David Mulroney, who used to run the government's Afghanistan Task Force and now is Canada's ambassador to China, has said he wants to rebut the testimony of diplomat Richard Colvin.
Colvin told a parliamentary committee last week that all detainees transferred by Canadians to Afghan prisons were probably tortured by Afghan officials.
"The diplomat in question, as everyone knows, has a right to his opinion and has given us his opinion," Harper told the House of Commons.
"We also know that a large number of his colleagues didn't agree with those opinions and … they have asked for their right to speak, so I’d encourage the opposition not to muzzle them."
But Opposition MPs have said they do not want to hear from Mulroney yet, saying they want the government to release documents related to the torture allegations before he appears.

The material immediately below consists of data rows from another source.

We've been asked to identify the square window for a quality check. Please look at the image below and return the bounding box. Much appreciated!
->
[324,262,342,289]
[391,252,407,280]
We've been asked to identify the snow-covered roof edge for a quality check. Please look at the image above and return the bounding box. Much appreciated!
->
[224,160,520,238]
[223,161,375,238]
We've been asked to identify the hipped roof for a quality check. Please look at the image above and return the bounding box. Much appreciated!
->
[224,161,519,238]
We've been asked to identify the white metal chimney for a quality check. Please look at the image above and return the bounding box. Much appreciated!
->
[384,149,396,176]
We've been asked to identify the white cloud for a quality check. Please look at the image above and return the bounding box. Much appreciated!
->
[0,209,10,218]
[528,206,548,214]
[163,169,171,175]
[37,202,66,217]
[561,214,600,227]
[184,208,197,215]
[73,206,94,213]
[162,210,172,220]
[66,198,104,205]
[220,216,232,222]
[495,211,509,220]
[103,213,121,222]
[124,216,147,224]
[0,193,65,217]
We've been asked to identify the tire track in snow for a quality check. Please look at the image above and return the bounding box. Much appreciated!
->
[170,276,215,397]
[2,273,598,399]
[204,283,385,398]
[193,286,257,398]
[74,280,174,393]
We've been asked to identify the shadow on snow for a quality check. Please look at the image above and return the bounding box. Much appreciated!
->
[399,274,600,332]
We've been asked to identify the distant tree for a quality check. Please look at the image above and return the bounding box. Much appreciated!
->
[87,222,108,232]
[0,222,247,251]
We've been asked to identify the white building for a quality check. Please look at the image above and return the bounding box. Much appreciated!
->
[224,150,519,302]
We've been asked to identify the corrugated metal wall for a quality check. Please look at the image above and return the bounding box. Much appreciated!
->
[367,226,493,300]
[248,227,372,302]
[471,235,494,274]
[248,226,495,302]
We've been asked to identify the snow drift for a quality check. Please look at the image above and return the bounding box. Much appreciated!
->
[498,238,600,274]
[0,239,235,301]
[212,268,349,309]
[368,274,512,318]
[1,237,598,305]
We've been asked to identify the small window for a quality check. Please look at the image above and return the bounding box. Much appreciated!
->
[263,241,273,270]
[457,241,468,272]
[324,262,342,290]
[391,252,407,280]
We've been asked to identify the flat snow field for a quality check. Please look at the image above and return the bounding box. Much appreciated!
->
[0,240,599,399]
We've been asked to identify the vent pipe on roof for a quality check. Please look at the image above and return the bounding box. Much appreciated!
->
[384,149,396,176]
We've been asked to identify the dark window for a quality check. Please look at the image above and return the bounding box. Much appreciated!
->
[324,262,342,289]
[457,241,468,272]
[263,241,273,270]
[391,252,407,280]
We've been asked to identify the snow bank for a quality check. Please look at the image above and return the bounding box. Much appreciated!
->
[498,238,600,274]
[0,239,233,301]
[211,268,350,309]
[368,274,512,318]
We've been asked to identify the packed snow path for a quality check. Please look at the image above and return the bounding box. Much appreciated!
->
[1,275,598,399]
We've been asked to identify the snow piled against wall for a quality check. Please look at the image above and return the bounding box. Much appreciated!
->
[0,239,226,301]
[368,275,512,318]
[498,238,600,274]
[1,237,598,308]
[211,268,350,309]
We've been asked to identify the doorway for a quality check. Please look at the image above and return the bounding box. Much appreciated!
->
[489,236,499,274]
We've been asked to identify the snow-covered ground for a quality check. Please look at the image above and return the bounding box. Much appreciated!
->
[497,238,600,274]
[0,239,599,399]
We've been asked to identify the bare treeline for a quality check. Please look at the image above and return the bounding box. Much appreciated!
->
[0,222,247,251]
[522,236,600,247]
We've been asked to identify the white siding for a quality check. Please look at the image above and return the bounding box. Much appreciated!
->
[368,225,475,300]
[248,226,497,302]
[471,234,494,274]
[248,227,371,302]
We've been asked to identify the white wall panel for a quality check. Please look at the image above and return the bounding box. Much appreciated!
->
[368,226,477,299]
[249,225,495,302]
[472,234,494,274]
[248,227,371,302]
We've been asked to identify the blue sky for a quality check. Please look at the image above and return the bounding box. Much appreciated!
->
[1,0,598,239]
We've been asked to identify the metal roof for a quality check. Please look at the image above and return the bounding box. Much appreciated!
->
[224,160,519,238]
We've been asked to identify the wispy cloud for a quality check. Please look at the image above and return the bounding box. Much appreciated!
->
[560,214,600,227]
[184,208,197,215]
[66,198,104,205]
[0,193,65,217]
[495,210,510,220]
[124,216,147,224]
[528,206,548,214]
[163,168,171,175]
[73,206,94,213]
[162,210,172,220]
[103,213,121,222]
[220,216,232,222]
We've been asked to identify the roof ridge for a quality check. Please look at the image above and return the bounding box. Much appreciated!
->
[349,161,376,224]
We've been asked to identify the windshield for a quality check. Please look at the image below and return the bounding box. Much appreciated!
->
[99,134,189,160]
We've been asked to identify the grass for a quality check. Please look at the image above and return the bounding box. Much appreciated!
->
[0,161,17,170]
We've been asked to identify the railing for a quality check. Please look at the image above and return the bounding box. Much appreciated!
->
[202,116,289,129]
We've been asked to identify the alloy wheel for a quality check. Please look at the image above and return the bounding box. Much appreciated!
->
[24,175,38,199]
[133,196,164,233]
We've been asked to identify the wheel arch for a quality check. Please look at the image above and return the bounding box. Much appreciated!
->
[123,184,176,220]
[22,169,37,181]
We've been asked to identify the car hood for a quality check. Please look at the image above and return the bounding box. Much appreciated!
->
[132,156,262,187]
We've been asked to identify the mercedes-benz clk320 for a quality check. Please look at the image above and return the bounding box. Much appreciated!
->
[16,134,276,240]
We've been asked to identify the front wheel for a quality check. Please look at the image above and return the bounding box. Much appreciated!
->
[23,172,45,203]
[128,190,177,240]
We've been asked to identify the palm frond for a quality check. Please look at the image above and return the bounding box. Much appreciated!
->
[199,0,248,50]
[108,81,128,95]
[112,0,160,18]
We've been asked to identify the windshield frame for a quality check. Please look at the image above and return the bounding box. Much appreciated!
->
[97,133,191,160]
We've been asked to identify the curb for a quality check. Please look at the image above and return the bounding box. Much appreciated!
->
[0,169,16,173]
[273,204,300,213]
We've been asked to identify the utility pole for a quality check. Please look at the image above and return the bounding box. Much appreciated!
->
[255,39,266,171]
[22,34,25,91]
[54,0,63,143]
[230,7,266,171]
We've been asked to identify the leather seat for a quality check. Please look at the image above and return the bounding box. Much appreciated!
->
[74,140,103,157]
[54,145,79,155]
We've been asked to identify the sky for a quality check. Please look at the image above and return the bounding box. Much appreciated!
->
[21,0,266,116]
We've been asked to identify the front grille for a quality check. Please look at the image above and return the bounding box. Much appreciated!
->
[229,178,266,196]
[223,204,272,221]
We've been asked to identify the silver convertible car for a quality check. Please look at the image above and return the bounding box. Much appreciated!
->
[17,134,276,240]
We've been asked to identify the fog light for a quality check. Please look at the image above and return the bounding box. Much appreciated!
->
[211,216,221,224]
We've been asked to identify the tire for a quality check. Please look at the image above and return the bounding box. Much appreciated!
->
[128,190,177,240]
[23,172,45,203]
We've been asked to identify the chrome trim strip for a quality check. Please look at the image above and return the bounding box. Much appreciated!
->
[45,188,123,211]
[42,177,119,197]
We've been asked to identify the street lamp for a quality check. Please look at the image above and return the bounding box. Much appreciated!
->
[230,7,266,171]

MPs are seeking cabinet minutes from that time period, all memos sent from Colvin and returned to him and human rights reports given to the Defence Department.
Harper said Tuesday the government "has and will continue to make all legally available information available."
But during question period, Bloc Québécois Leader Gilles Duceppe said "we'll hear from witnesses when we have documents, non-redacted documents. We don't want redacted documents."
Colvin has also said that his concerns were ignored by top government officials and that the government may have tried to cover up the issue. Colvin further maintained that Mulroney told him to keep quiet about the situation.
Since then, the government has attacked the credibility of Colvin's testimony. Defence Minister Peter MacKay has claimed that Colvin's statements "cannot be sustained."
Liberal Leader Michael Ignatieff said the prime minister must have known about the torture allegations because of the "cascade" of reports in 2006 and 2007.
"It defies belief that this information never reached the prime minister," Ignatieff told the House of Commons.
"How can anyone believe that the prime minister did not himself know about torture in Afghan jails and the risk that detainees transferred there would be tortured? … How can he possibly justify his failure to act?"
But Harper dismissed the accusation.
"The fact of the matter is that whenever Canadian diplomats or Canadian military officials have concrete evidence, substantial evidence, of any kind of abuse, they take appropriate action."
Meanwhile, Brig.-Gen. Jonathan Vance, commander of coalition troops in Kandahar, said there was no risk of torture during his tenure.
"I determined that I would halt prisoner transfers, or detainee transfers, at any time that I thought there was any chance at all of a real risk to those detainees at the hands of the [National Directorate of Security]," Vance said in an interview after landing in Edmonton on Tuesday.
"On each of those occasions there was no real risk. The halt was simply to confirm that in fact the [Afghans] continued to comply with the agreement with Canada."
There was one occasion when Canadian troops did not have unrestricted access to these prisoners as requested, but that was quickly rectified by the Afghans when it was brought to their attention, Vance said.
Rick Hillier, the former defence chief, is to appear before the committee Wednesday, where he's expected to rebut a claim that he was warned that his troops were turning over detainees to torture in Afghan jails.
Also scheduled to appear are Maj.-Gen. David Fraser, who led troops on the ground in Kandahar, and Lt.-Gen. Michel Gauthier, who was responsible for overseas deployments in 2006.
Hillier has said he doesn't remember "a smoking gun" of the sort Colvin described. The retired general has said there were always concerns about transferring people to Afghan control, but he doesn't remember such a pointed warning.